Da soll's in der Heidenzeit geschehen sein,
Daß drauf ist geboren worden der Zauberer,
Den für 'nen Gott sie gehalten alle nachher.
Die Insel heißt Kreta, und Zeus der magische Held,
Der hat es mit Sprüchen also gut bestellt,
Daß sein Geburtsland stets in sel'ger Pracht
Von tausend guldigen, lockenden, lustigen Gaben lacht.
Dort war gepflanzt vor nicht allzulanger Zeit
Ein Röslein helle, unmaßen an Zierlichkeit,
So daß man's über das ganze blühende Land
Als der Blüten zarteste Blüte hat erkannt.
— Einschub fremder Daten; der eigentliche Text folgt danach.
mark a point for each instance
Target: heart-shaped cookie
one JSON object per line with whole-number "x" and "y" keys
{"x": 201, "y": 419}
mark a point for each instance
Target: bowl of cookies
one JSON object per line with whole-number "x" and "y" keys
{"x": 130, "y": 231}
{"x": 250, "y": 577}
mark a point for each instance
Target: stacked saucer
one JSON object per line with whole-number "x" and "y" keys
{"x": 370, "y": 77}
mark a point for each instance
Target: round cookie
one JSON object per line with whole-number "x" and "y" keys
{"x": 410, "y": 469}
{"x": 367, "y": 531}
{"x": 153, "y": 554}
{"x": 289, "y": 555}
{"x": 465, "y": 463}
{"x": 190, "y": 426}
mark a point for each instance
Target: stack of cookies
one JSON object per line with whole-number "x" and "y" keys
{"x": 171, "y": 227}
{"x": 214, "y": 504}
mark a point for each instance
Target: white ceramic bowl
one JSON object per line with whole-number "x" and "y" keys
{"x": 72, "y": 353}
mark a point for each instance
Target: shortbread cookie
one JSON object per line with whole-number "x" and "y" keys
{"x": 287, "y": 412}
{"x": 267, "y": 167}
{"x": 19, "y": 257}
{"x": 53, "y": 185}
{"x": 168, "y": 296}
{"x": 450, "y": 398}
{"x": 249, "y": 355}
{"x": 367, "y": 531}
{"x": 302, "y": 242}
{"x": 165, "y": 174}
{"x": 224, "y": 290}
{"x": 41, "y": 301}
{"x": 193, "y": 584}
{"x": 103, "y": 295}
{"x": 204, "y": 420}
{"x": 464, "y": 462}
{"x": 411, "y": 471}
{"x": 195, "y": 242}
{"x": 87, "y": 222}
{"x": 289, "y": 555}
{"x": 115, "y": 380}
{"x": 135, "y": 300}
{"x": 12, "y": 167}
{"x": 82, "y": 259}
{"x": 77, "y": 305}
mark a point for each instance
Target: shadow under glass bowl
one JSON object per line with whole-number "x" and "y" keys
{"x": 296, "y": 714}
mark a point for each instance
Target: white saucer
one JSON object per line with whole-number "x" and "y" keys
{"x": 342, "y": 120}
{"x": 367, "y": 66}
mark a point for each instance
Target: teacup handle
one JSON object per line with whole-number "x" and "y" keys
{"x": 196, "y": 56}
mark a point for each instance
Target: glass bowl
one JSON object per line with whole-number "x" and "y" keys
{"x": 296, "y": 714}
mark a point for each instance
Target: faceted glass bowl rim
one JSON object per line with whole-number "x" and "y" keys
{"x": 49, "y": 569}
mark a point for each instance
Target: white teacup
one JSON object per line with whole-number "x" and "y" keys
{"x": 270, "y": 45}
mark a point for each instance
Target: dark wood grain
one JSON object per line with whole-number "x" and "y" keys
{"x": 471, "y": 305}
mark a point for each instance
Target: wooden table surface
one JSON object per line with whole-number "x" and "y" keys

Das Röslein kam von der Stadt Damaskus herein,
Und ward gepfleget von einer Magedein,
Die man auch aus Damaskus, der fernen prächtigen Stadt,
Auf dieses Eiland mit Raub geführet hat.
Sie wollte pflanzen das Rosenzweiglein just,
Da hat sie der Räuber gestört in der Blumenlust,
Doch trug sie das Zweiglein mit in ihrem Kleid
Von da bis Kreta über das Meer so weit.
Hier war es bekommen gut am Inselstrand,
Gepflegt von Mädchenblicken und Mädchenhand;
Die Rose von Damaskus vor andern glüh'nd,
Das Mädchen von Damaskus vor andern blüh'nd.
Da hat sie gesprochen zur Ros' oft heimlicherweis:
»Wir sind hier beide fremd, du armes Reis.
Woll'n zusammenhalten an diesem Inselstrand,
Uns aneinander knüpfen mit festem Band.
Von uns soll keine scheiden zur Heimat fort,
Die andre käme denn mit zum frohen Port;
Und eine soll welken, wenn man die andre knickt.« –
Da war's, als hätte die Rose dazu genickt. –
Nicht lange darnach, so schaute das Mägdlein aus
Durchs Fenster ins Meer, da war viel Wogenbraus,
Und kommt ein kleines Boot gerudert herbei,
Drauf ein herrlicher Mann, so frank und frei,
Schlägt rechts und links mit den Rudern das wilde Meer,
Als ob's ein Knecht, ein empörter Knecht ihm wär',
Den er tät züchtigen nach gestrengem Recht,
Und beugte sich vor ihm der bezwungene Knecht.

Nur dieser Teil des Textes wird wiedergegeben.